Modelling hydraulic jumps with artificial neural networks

Abstract

An artificial neural network (ANN) approach was adapted to model sequent depth and jump length, both important parameters in the design of stilling basins with hydraulic jumps. A total of 611 experimental data on sequent depth and jump length with gradually expanding jumps having rectangular and trapezoidal sections and for a wide range of divergent angles and side wall slopes were collected. In developing the ANN models, 16 configurations, each with different numbers of hidden layers and/or neurons, were evaluated. The optimal models were capable of predicting sequent depth and jump length for a wide range of conditions with a mean square error (MSE) of 10%. In each case, the configuration resulting in the highest coefficient of determination, R2, value was selected as the optimal model.
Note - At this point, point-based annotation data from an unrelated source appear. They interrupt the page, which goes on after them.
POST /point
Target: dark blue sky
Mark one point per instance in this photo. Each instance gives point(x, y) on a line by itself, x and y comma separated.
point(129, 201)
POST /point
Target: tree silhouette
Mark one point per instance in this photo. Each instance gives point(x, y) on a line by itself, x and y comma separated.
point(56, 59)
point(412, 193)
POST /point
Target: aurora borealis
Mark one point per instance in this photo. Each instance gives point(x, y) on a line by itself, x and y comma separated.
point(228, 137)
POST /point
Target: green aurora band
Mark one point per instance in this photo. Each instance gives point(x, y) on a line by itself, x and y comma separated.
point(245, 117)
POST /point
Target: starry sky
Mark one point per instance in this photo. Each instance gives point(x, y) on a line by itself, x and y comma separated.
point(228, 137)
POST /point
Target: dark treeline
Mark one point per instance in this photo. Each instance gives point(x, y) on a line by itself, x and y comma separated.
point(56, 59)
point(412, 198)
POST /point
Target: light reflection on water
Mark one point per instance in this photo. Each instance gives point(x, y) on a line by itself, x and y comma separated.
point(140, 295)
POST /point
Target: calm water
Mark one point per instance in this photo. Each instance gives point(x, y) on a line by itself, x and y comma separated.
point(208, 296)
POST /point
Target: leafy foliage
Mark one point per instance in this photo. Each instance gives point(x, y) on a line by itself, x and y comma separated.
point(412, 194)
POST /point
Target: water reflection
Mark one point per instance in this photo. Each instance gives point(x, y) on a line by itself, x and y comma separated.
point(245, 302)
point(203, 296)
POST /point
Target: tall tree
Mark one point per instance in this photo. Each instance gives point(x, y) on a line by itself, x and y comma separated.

For the rectangular section, the simplest ANN model, which had two hidden layers and four neurons, i.e. 4–4–4–1 configuration, predicted jump length and sequent depth values with R2 = 0·94, MSE = 0·048 and R2 = 0·92, MSE = 0·0192, respectively. In the case of a trapezoidal section, the simplest ANN model for jump length had a 5–13–1 configuration with 13 neurons in the hidden layer (R2 = 0·94, MSE = 0·0213); for sequent depth the model had a 5–8–8–1 configuration with eight neurons in each of the two hidden layers (R2 = 0·80, MSE = 0·005).